05Step 4 — The report
The output is a written intelligence dossier, not a dashboard. It carries the executive finding, the per-engine citation landscape, URL-level scores ranked by expected lift against effort, scoped work orders, and a sequenced 30-day roadmap. The deliverable and sample pages are shown on the diagnostic pages. A dashboard becomes a tab nobody opens; a document is something a partner group reads, marks up, and acts on.
06Step 5 — The day-90 re-audit
Ninety days after delivery, the same sixty prompts are re-run against the updated site, and the delta is reported per pillar and per engine. The same set, not a fresh one, is the point: re-running a new prompt set against a moving target measures the noise floor of prompt selection, not the impact of the work. The re-audit is how a claim of movement becomes a measurement of movement.
A method you cannot inspect is not a method. We publish ours so it can be checked.
07What this method is not
Stating the limits is part of the method. The following are deliberate boundaries, not omissions.
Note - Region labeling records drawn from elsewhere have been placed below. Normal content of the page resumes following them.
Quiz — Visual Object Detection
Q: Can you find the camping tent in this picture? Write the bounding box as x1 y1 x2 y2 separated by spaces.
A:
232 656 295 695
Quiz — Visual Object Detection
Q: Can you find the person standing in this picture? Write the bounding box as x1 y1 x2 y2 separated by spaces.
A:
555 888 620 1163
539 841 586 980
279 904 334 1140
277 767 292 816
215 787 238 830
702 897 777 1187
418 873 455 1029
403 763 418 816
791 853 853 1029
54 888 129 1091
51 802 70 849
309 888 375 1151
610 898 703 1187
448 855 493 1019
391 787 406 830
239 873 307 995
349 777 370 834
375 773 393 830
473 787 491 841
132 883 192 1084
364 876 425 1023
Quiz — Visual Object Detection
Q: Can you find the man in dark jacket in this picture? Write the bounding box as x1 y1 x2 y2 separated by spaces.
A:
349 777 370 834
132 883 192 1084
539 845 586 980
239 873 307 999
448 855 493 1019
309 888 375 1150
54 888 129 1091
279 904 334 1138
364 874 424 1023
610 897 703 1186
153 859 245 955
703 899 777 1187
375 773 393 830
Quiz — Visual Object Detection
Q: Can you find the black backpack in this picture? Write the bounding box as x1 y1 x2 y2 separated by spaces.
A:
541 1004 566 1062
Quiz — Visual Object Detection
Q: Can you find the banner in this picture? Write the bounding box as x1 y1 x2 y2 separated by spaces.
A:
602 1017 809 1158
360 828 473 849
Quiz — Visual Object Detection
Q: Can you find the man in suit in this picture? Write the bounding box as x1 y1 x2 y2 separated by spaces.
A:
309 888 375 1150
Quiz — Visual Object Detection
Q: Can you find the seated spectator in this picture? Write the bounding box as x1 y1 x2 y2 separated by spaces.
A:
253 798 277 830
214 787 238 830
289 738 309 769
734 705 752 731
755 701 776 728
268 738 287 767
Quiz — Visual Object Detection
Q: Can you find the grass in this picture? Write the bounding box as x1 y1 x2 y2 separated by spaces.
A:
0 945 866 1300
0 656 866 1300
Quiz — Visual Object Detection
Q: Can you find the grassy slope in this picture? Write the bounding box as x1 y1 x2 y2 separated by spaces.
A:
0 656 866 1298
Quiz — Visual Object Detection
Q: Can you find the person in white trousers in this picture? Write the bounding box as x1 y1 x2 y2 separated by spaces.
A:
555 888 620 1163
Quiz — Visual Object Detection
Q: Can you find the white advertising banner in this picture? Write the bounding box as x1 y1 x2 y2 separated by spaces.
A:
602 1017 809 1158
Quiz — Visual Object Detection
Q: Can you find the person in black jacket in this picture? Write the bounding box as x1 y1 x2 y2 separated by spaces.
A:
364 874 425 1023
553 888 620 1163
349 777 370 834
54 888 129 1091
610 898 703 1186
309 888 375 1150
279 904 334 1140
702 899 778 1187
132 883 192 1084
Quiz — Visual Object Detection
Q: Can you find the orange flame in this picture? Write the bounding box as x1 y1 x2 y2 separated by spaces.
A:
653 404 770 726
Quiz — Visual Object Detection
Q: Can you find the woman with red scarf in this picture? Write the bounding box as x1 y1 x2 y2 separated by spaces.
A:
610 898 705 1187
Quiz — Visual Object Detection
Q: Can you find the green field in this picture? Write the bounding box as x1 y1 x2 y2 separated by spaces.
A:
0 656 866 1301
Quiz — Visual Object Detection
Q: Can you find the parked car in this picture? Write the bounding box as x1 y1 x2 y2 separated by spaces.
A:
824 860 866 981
| We claim | We do not claim |
|---|---|
| Observed co-occurrence within a bounded sample | Causation, or any engine's declared ranking weights |
| A point-in-time reading, compared at day 90 | A stable measurement — engines are non-stationary and change frequently |
| Overlap with technical SEO on the Retrieval pillar | That this replaces SEO, or that SEO replaces this |
| A defensible artifact and a sequenced roadmap | A guarantee of citation — no honest practice can promise one |
| Per-engine findings, because divergence matters | That the engines will converge on one retrieval-and-citation logic |
08Why it is versioned
AI engines change, sometimes materially, on short timescales. A method that described their behavior in May 2026 will need revision by the next cycle, and pretending otherwise would be the dishonest move. So the protocol carries a version (this is v2.4) and a date, and is revised in the open as engine behavior shifts. The day-90 re-audit exists for the same reason: the method assumes its own findings have a half-life.
Publishing the method in full is, finally, a Trust position in the sense the framework means it: we are asking buyers and engines to treat this practice as cite-worthy, and the way to earn that is to be inspectable. The page you are reading is the evidence.